Schroders hired Ainsworth in late 2014 to form a data analytics team. The unit is tasked with three functions: (1) identifying and sourcing alternative data sources, (2) translating the data and analytics into a format the firm’s investment analysts and fund managers can use, and (3) integrating the data with the firm’s equities management process. The data group shares floor space with the equity managers, and its team members regularly attend investment staff meetings to facilitate that integration, says Ainsworth.
The unit provides both reactive and proactive support. Reactive analyses result from analysts’ requests; Ainsworth gives the example of a portfolio manager who was skeptical about a product purchase and use claim from a company about to go public. "[We] looked into some sources to find out what the actual customers of that product described as the reasons why they used it and the likelihood that they would repeat-buy that product," he says. "That suddenly turned what was a very uncertain sort of personal anecdote–based element of their investment thesis into a kind of solidly evidenced piece and influenced their decision."
The proactive support uses data research to seek out potential investment themes for the investment staff. Computers can constantly monitor for potentially useful developments that could lead to further analysis, which in turn could lead to investments or divestments.
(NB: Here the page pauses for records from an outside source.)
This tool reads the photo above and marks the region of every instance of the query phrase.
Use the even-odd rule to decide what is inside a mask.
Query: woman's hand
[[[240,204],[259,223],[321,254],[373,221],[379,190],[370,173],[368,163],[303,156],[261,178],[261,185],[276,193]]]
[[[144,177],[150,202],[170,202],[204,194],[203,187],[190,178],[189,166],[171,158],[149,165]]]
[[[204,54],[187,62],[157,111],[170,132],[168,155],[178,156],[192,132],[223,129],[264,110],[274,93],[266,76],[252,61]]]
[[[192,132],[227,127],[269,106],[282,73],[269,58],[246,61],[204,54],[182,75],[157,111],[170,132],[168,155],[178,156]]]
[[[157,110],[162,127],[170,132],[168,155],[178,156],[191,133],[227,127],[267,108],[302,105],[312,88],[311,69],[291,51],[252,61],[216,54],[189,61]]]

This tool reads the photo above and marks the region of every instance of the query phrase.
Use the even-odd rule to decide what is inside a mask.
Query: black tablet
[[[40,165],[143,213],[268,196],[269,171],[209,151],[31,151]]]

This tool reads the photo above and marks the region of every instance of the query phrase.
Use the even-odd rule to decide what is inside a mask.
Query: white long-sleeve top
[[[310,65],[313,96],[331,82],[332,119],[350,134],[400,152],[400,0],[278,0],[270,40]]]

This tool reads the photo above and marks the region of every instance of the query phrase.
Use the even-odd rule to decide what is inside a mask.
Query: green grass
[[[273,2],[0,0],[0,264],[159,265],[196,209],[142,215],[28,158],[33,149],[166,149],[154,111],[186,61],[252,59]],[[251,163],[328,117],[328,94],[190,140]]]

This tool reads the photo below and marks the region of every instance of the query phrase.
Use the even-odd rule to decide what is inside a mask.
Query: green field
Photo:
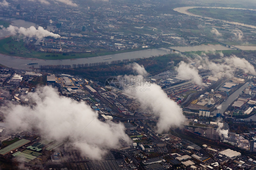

Another goal for Ainsworth’s unit is to offer its members career options. Those who want to become data scientists can remain on that path, but others who wish to become fund managers can eventually move to that track. The goal is to develop cross-trained analysts and fund managers who are proficient with both analytics and traditional financial analysis, although Ainsworth expects that those moving into fund management will still rely on the data scientists because of the time demands to maintain investment expertise. "But they’ll know what sort of questions can be asked [of the data unit] and how they can be answered, which is incredibly valuable," he adds.
AVOIDING THE SPURIOUS
Whether a firm combines or separates the data and financial analyses, the sources with whom I spoke agree on the need to include a traditional financial analysis perspective at some point in the investment process. Dan diBartolomeo, president of Northfield Information Services in Boston, gives a hypothetical case in which data analytics allow a firm to calculate the correlations between 10,000 variables and the S&P 500 Index. Given the broad scope of the analysis, it’s likely that multiple variables will correlate well with the index. Although some of the variables will have a logical link to the index results, he cautions that other relationships will be spurious. "If it turned out that something that correlated with the S&P 500 was, say, milk prices in Pakistan, I would probably say not [to include it]," he says. "I think the role of the financial analyst is to understand the fact that these big data analytics don’t have judgment. They can find relationships, or they can say, ‘When this happens, that happens.’ The fact that that’s a coincidence or there’s some plausible reasoning as to why these two things are related, I think, is very much in the domain of the financial analyst."
RAMPING UP THE SKILLSET
A review of online postings for data scientist jobs shows that larger traditional investment management firms, such as banks and mutual funds, are expanding or at least actively exploring the use of data analytics. Building out a data unit is an expensive approach that midsize and smaller firms are unlikely to adopt; those firms will instead probably work with third-party data analytics providers, which are appearing more frequently in the US and abroad.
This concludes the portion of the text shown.